The authors claimed to release the source code and/or dataset upon acceptance of the submission.
- Do you have any additional comments regarding the paper’s reproducibility?
N/A
- Please provide detailed and constructive comments for the authors. Please also refer to our Reviewer’s guide on what makes a good review. Pay specific attention to the different assessment criteria for the different paper categories (MIC, CAI, Clinical Translation of Methodology, Health Equity): https://conferences.miccai.org/2024/en/REVIEWER-GUIDELINES.html
Add commentary about the clinical utility of the method.
- Rate the paper on a scale of 1-6, 6 being the strongest (6-4: accept; 3-1: reject). Please use the entire range of the distribution. Spreading the score helps create a distribution for decision-making
Strong Accept — must be accepted due to excellence (6)
- Please justify your recommendation. What were the major factors that led you to your overall score for this paper?
This work is a big contribution. The dataset is large, and the authors plan to release the dataset. The model is impressive in performance.
- Reviewer confidence
Very confident (4)
- [Post rebuttal] After reading the author’s rebuttal, state your overall opinion of the paper if it has been changed
N/A
- [Post rebuttal] Please justify your decision
N/A
Author Feedback
We would like to thank all reviewers for their insightful feedback. R1 acknowledges the significance of our research via the challenges and important suggestions addressed in our paper, particularly emphasizing its relevance to the field. R2’s recognition of the reproducible results further validates the robustness of our findings, enhancing the credibility of our study (R3). Additionally, the acknowledgment of the valuable system design and the clarity in exposition by R2 highlights the effectiveness of our approach in communicating complex concepts. Furthermore, R3’s positive remarks on the sufficiency of qualitative and quantitative comparisons, along with the significant improvement over state-of-the-art methods, provide valuable validation of our contributions (R1, R2, R3). We are committed to thoroughly addressing each reviewer’s comments: K-fold cross-validation (R1): Below we share the 3-splits result. The only condition we followed was that all the categories are present in train and test sets, for all the splits. For splits, 70% of data is considered for training, and 30% is used for testing. Three splits are:
Split mAP@50 mAP@50-95 NC NS N C CB CV Split1 52.2 28.2 73.9 95.9 54.3 89.7 83.6 29.1 Split2 44.2 24.2 76.2 98.1 56.6 91.0 82.7 10.2 Split3 40.5 22.2 75.7 97.1 49.5 91.2 85.5 11.2 Average 45.6 24.8 75.2 97.0 53.4 90.6 83.9 16.8 Std Dev 4.88 2.49 1.14 0.89 2.89 0.74 1.16 8.68 Regarding selection of parameters, we have decided to keep the default settings for simplicity and to maintain consistency.

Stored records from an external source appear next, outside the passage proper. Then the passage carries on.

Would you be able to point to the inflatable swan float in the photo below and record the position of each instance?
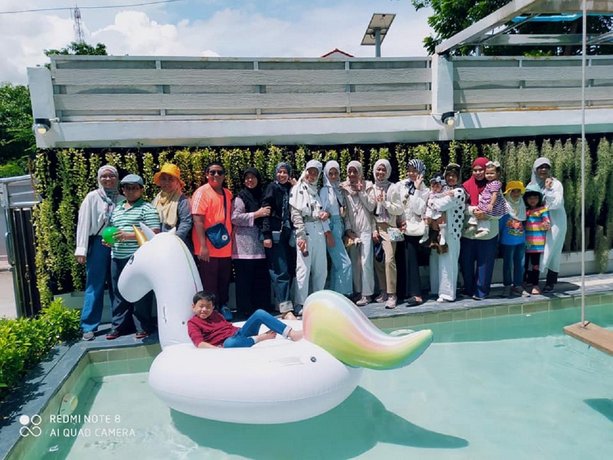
(276, 381)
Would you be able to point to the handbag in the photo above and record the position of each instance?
(415, 228)
(395, 234)
(379, 252)
(218, 234)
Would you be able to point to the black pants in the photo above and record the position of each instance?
(531, 271)
(411, 266)
(215, 276)
(251, 285)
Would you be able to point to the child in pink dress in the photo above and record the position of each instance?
(491, 201)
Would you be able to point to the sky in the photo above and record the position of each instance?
(217, 28)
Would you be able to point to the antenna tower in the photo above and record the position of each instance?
(78, 26)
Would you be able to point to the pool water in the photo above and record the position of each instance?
(500, 387)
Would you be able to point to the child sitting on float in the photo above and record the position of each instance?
(209, 329)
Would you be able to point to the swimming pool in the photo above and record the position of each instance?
(494, 387)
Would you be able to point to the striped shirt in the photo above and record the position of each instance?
(536, 229)
(123, 218)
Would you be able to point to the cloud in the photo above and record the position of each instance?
(244, 31)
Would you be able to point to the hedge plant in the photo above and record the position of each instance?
(63, 178)
(24, 342)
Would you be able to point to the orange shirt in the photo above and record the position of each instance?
(207, 203)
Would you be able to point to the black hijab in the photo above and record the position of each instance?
(251, 197)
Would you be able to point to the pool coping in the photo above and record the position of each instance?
(49, 376)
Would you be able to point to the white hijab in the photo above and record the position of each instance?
(334, 188)
(303, 195)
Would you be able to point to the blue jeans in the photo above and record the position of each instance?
(98, 273)
(341, 277)
(477, 263)
(513, 264)
(244, 336)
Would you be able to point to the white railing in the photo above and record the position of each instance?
(204, 88)
(125, 101)
(523, 83)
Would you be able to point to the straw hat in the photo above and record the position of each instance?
(171, 170)
(515, 185)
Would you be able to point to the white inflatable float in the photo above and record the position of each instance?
(275, 381)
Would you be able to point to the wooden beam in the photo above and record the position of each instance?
(595, 336)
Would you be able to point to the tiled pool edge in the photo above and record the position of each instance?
(433, 312)
(54, 374)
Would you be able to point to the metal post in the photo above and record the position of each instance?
(377, 42)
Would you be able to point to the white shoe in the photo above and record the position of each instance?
(381, 298)
(391, 302)
(365, 300)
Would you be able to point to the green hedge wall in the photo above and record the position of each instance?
(64, 177)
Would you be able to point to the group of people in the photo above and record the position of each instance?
(360, 238)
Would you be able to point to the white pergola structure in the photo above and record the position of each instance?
(125, 101)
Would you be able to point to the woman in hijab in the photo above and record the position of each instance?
(312, 230)
(278, 235)
(553, 193)
(444, 267)
(333, 202)
(412, 195)
(252, 283)
(478, 254)
(385, 217)
(172, 205)
(94, 215)
(360, 200)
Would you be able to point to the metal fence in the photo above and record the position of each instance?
(18, 198)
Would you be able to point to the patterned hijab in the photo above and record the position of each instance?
(303, 195)
(535, 179)
(350, 188)
(474, 187)
(252, 197)
(110, 196)
(334, 188)
(385, 183)
(420, 167)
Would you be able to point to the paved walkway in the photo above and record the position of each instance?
(566, 287)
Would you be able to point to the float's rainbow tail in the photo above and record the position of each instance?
(334, 323)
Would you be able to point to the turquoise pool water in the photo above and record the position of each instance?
(500, 387)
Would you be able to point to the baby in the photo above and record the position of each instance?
(491, 201)
(434, 237)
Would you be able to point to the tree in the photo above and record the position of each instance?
(453, 16)
(80, 49)
(16, 136)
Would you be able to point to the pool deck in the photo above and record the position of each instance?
(43, 382)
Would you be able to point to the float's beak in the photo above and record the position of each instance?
(334, 323)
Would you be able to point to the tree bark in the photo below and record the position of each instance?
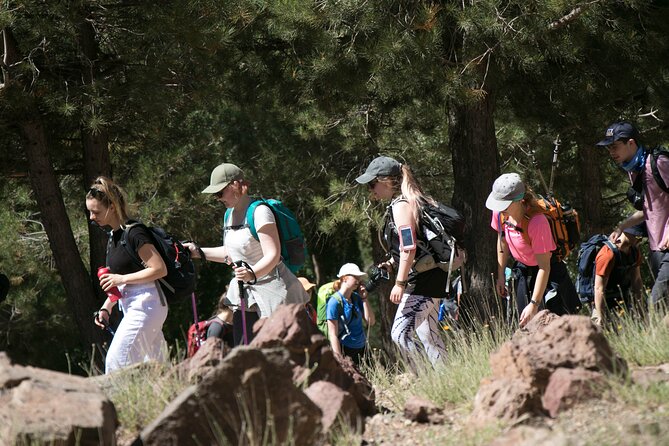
(473, 146)
(387, 309)
(79, 289)
(589, 172)
(95, 145)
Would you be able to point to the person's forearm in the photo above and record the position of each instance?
(218, 254)
(406, 260)
(540, 284)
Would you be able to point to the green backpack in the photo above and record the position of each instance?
(325, 292)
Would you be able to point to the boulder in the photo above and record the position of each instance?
(310, 353)
(568, 341)
(421, 410)
(522, 368)
(567, 387)
(248, 397)
(209, 355)
(505, 399)
(338, 406)
(540, 320)
(45, 407)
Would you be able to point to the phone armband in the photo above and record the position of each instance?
(407, 238)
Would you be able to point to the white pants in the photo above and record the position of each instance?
(139, 336)
(418, 314)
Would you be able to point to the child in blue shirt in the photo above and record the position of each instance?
(345, 311)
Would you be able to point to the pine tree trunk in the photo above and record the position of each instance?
(79, 289)
(589, 171)
(473, 145)
(95, 146)
(387, 309)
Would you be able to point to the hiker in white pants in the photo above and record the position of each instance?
(414, 291)
(139, 337)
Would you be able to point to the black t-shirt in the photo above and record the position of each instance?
(431, 283)
(118, 259)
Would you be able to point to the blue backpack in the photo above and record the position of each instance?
(585, 281)
(293, 247)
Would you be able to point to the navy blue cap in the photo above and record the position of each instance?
(637, 230)
(618, 130)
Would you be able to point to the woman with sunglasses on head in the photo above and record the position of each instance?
(267, 281)
(139, 336)
(524, 233)
(345, 310)
(414, 292)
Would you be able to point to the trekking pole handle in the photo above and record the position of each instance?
(557, 143)
(240, 263)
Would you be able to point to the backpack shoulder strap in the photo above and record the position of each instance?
(654, 155)
(249, 215)
(124, 241)
(615, 250)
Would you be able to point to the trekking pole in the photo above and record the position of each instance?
(557, 143)
(242, 303)
(195, 320)
(536, 166)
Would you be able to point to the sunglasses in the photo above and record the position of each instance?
(96, 193)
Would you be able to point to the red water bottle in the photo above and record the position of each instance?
(113, 294)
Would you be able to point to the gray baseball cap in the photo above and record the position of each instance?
(505, 190)
(381, 166)
(223, 175)
(616, 131)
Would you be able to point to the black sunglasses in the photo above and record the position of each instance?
(96, 193)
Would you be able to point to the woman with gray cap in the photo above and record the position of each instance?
(267, 281)
(525, 234)
(415, 292)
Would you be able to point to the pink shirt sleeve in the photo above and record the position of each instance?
(540, 234)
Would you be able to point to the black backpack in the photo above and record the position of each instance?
(439, 227)
(181, 276)
(635, 192)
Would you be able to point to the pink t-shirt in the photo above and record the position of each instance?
(656, 202)
(539, 232)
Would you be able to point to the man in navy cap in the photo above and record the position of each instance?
(649, 174)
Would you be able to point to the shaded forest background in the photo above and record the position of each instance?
(301, 95)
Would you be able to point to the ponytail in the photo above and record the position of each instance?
(109, 193)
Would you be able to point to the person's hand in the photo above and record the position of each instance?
(615, 235)
(101, 318)
(500, 286)
(596, 317)
(664, 244)
(528, 313)
(109, 281)
(192, 247)
(388, 265)
(396, 294)
(244, 274)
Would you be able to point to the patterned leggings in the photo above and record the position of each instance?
(418, 314)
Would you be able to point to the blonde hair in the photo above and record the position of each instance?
(109, 193)
(408, 186)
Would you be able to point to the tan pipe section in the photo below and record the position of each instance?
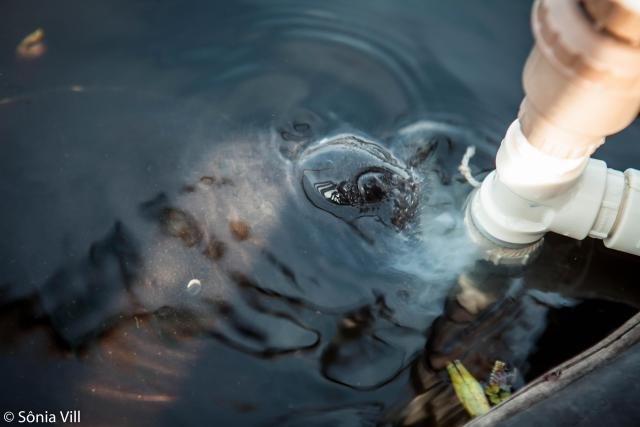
(582, 78)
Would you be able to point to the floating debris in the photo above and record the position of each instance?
(239, 229)
(500, 382)
(468, 389)
(32, 46)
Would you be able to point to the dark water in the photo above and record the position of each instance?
(248, 213)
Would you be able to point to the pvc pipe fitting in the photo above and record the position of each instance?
(531, 193)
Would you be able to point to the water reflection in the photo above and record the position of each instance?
(316, 304)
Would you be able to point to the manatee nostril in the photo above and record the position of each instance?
(352, 178)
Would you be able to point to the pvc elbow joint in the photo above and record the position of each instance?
(531, 193)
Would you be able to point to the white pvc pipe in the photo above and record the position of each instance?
(531, 193)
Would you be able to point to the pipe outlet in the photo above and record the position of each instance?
(531, 193)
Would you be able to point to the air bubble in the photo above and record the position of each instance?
(194, 287)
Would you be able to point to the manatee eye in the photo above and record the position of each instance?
(373, 186)
(352, 178)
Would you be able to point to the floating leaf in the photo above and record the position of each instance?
(468, 389)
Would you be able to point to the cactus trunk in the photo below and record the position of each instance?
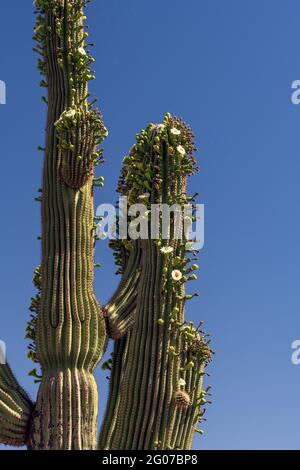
(70, 332)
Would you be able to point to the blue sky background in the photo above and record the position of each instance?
(227, 69)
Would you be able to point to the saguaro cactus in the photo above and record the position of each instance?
(69, 331)
(156, 388)
(158, 365)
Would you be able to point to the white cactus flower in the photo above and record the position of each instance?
(82, 51)
(181, 150)
(144, 196)
(176, 275)
(166, 250)
(70, 113)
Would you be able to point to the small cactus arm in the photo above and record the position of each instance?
(15, 409)
(156, 394)
(67, 327)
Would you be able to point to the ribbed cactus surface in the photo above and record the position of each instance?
(158, 364)
(156, 395)
(70, 329)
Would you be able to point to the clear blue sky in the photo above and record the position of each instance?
(226, 68)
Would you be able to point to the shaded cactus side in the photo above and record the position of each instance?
(156, 385)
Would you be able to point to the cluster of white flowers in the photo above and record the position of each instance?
(82, 51)
(166, 250)
(176, 275)
(181, 150)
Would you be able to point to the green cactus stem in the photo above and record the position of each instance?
(158, 364)
(70, 328)
(15, 410)
(67, 328)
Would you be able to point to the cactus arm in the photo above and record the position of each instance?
(120, 310)
(15, 410)
(70, 331)
(152, 409)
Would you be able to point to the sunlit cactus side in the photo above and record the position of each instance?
(156, 394)
(15, 409)
(70, 330)
(67, 329)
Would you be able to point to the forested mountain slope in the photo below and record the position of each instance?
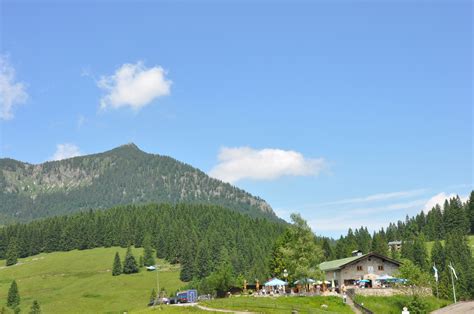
(192, 235)
(124, 175)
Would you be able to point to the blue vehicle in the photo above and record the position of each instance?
(188, 296)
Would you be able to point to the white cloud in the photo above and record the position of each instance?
(11, 93)
(64, 151)
(439, 199)
(266, 164)
(376, 197)
(133, 85)
(81, 120)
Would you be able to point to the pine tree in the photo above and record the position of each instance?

The naming of a subset of the collected dataset (R3): R3 recommended adding a description on the naming of subsets of the collected dataset. Name assigned to subsets as: H_100x_C1 = [Microscope Cost][Resolution][Camera Type], H stands for high-cost microscope, namely OlympusCX23, 100x is the resolution, and C1 is the camera type. Similarly for other microscope types, camera types and on different resolutions. Supplementary Information (R3): Generation of Cutoffs for Subgroups in Fig. 2b (R3): In Fig. 2b of supplementary materials file, the cell sizes are mentioned as small, medium and large. As the dataset is annotated by hematologists, they have assigned the cell size attribute to the WBC cells. Explanation of Terms and Artifacts (R3): In Fig1, part b, we have shown the None type of WBC with box level annotation. It includes the artifacts (Staining Artifacts, Smear Artifacts, Debris, Air Drying Artifacts etc.) and clamp cells. Clinical Feasibility (R4): Diagnosing leukemia is expensive due to the necessity of using microscopes and relying on expert hematologists, who may not be readily available in all locations. Additionally, advanced and costly tests such as flow cytometry and genetic analysis are often required. Our method can help reduce these costs by providing detailed morphological analysis through AI, potentially decreasing the reliance on these expensive tests.
Meta-Review
Meta-review not available, early accepted paper.